Recently, a group of BHS students walked their schedules at both a “fast” and at a “moderate” pace to learn how long it took to walk from one class to another. At a “moderate” pace, the longest walking time was 3 minutes and 9 seconds, from MD to the second floor of the main building. If students conference with a teacher after class or return to another room to retrieve a lost item, two to three minutes of passing time can be eaten up, meaning that even when walking at a moderate pace, students would be late.
Can’t students complete these activities in class? In theory, yes. But teachers are often hesitant to let students out of the classroom, answering requests with the comment, “You should have done that during passing time.” And doing these activities during class is detrimental to the thinking process, distracting students from the material.

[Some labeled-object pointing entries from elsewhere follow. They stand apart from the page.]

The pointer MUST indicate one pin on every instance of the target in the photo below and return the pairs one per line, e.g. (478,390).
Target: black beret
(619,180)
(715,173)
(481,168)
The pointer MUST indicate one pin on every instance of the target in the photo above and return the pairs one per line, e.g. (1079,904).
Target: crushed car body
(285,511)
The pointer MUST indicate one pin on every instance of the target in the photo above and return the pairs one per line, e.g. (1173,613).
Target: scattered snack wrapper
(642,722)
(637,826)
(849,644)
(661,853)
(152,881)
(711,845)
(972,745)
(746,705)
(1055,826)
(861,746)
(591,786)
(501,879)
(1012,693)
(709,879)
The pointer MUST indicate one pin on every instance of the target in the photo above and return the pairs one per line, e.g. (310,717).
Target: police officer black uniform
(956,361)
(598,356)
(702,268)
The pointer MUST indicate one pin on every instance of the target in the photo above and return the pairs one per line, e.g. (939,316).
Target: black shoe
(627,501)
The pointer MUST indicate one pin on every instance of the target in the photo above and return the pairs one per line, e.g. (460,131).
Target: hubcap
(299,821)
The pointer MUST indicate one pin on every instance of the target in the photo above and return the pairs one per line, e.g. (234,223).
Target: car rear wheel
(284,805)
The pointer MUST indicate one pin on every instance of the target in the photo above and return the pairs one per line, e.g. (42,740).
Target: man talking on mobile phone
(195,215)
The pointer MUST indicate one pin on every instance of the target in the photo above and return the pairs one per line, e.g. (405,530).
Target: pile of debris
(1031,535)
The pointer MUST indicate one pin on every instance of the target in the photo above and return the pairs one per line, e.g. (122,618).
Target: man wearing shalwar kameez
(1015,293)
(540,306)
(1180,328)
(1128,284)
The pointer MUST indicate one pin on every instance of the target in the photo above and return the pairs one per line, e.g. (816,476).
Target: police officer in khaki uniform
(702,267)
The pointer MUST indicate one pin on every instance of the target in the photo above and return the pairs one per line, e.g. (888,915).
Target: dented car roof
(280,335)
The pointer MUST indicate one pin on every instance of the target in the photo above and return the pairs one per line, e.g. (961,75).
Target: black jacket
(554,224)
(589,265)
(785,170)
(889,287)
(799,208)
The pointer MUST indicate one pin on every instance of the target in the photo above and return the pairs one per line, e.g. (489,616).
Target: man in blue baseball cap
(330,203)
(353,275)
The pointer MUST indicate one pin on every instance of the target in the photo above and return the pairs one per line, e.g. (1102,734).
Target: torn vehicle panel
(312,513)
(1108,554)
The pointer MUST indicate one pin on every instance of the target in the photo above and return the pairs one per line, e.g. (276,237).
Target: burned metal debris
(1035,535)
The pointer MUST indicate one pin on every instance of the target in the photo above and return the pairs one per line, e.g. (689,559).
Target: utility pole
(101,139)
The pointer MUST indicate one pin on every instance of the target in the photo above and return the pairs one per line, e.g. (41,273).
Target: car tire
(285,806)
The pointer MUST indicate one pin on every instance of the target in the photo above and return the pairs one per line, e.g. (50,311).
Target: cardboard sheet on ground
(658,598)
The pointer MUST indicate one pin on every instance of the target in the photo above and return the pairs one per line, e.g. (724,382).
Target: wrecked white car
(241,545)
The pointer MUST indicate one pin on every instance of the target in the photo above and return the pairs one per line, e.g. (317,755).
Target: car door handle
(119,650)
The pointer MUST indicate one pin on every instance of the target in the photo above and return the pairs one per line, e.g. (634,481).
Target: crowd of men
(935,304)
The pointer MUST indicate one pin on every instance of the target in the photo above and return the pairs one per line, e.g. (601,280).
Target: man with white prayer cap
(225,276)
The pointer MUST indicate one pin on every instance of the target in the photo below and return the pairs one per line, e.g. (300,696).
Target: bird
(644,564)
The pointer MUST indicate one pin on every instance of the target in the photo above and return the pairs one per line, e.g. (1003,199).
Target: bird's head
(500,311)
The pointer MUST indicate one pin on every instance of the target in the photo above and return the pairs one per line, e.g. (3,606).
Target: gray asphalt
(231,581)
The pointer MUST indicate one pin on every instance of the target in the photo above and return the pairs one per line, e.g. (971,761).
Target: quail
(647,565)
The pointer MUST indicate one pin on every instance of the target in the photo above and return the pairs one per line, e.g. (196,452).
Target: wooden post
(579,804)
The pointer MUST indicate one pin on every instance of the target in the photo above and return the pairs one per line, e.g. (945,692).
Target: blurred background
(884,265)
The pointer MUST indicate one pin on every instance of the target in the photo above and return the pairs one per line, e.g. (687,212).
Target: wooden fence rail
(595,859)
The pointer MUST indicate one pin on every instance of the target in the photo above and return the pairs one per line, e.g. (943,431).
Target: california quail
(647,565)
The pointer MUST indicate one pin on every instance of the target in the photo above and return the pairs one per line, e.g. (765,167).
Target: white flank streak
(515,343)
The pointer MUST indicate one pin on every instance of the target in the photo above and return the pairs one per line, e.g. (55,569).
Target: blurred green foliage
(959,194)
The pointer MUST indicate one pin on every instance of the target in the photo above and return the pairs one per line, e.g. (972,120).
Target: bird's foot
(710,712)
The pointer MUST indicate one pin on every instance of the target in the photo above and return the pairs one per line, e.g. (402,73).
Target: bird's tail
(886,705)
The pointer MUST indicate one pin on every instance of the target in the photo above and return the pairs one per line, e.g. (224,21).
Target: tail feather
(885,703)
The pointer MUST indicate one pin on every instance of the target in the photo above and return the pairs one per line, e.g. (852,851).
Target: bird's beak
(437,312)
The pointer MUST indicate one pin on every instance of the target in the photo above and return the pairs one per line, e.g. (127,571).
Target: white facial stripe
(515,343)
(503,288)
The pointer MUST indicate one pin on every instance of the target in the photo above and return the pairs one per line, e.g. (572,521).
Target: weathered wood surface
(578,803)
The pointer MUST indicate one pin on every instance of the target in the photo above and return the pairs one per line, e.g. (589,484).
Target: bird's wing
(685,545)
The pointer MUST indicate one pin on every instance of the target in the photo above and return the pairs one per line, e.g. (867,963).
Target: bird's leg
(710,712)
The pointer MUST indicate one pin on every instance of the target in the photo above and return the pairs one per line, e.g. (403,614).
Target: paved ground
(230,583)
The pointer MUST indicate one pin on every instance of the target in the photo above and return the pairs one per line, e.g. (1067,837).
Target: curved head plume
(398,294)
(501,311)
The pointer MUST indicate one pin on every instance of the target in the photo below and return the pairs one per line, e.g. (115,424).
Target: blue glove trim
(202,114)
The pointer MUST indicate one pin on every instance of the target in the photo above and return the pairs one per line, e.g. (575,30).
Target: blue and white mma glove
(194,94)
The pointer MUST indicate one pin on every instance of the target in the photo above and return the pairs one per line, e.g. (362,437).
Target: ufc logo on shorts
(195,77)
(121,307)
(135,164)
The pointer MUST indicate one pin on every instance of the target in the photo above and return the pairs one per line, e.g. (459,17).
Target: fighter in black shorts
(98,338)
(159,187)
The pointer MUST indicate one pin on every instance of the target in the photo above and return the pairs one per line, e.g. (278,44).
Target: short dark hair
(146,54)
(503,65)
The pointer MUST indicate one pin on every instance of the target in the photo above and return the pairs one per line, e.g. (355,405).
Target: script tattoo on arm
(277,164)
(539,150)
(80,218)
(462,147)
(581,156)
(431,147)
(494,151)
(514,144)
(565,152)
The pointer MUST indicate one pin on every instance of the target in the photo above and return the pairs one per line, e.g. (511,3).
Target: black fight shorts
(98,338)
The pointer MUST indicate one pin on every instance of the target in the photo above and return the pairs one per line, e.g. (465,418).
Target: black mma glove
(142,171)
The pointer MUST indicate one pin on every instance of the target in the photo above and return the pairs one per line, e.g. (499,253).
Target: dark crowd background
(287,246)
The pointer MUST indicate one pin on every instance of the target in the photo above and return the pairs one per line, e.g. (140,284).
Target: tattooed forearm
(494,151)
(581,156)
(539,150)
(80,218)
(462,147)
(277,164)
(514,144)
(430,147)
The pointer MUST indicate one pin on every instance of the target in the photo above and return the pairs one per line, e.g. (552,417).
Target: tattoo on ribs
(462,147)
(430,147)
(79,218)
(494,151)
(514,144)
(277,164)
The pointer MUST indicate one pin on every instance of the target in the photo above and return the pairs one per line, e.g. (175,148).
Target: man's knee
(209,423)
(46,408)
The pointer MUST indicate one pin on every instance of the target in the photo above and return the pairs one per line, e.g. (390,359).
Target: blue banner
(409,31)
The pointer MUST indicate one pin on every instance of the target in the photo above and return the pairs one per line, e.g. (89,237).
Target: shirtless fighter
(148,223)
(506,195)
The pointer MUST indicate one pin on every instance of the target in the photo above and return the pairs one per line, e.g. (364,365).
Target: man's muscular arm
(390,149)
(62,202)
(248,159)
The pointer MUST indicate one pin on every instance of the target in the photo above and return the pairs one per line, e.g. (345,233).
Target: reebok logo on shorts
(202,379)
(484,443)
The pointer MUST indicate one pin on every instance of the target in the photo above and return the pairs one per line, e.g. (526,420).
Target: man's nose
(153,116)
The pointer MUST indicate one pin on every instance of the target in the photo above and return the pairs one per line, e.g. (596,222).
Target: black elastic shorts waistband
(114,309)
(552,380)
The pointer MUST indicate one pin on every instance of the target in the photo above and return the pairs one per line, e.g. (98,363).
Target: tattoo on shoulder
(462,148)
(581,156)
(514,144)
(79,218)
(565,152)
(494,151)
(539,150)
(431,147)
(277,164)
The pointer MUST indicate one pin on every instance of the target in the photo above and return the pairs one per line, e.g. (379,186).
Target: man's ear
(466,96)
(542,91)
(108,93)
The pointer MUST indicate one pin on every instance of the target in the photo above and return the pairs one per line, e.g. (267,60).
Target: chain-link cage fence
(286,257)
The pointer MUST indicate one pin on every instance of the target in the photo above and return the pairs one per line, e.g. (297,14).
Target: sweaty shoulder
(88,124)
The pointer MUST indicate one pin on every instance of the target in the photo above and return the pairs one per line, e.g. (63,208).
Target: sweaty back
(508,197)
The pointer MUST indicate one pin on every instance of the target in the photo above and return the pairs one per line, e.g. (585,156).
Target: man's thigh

Not only is passing time not long enough to complete necessary tasks, but it also doesn’t allow for a “brain break.” According to Understood, an alternative learning platform, a brain break with physical activity “…increases blood flow to the brain, which helps with focus and staying alert. It also reduces stress and anxiety, making it easier to focus on important tasks.” An article from Edutopia summarizing the results of multiple different studies echoed this, saying, “…short physical activity breaks in the classroom improved students’ behavior, increasing the effort they put into their activities as well as their ability to stay on task.” Further supporting this is a 2012 study conducted by Mary Helen Immordino-Yang and colleagues at USC and MIT, which found that breaks are beneficial for processing and retaining information.
Isn’t speed-walking from one class to another physical activity? Yes, but the stress from doing so in such a short period of time is counteractive to the purpose of the break and may even worsen students’ brain function.
Could the problem be resolved with a longer passing time? Unfortunately, it isn’t that simple. Longer passing times have their drawbacks—they lengthen the school day and give students a better opportunity to leave campus or skip school altogether. If a longer school day isn’t possible, classes would have to be shortened. This would complicate the implementation of this change.
While lengthening passing time may not be the best solution, there are alternatives. One is to add a 15–20-minute recreation block onto the end of lunch. Students would be encouraged to leave the cafeteria and walk around campus, go to the library, or find a place to relax. Activities could be available to encourage physical activity and social interaction, such as foursquare or a puzzle area. Not only would this be refreshing, but it would also bring the BHS community together.
This block of time could also be placed between the first and second classes of the day, similar to the finals schedule. Students would suffer from less stress, improving their academic performance: According to a summarization of a 2008 study found on the APA website, “Stressful academic situations reduce the working-memory available to attend to a task’s information processing requirements and to control its execution.”
While adding such a block of time in the school day may not yet be possible, administrators should consider it going into the next few years. This extra time would only lengthen the school day by 15 minutes, and it would promote a less stressful and more social environment. Whether or not this idea will be implemented is up to the school, but everyone can agree that sometimes, students need a break.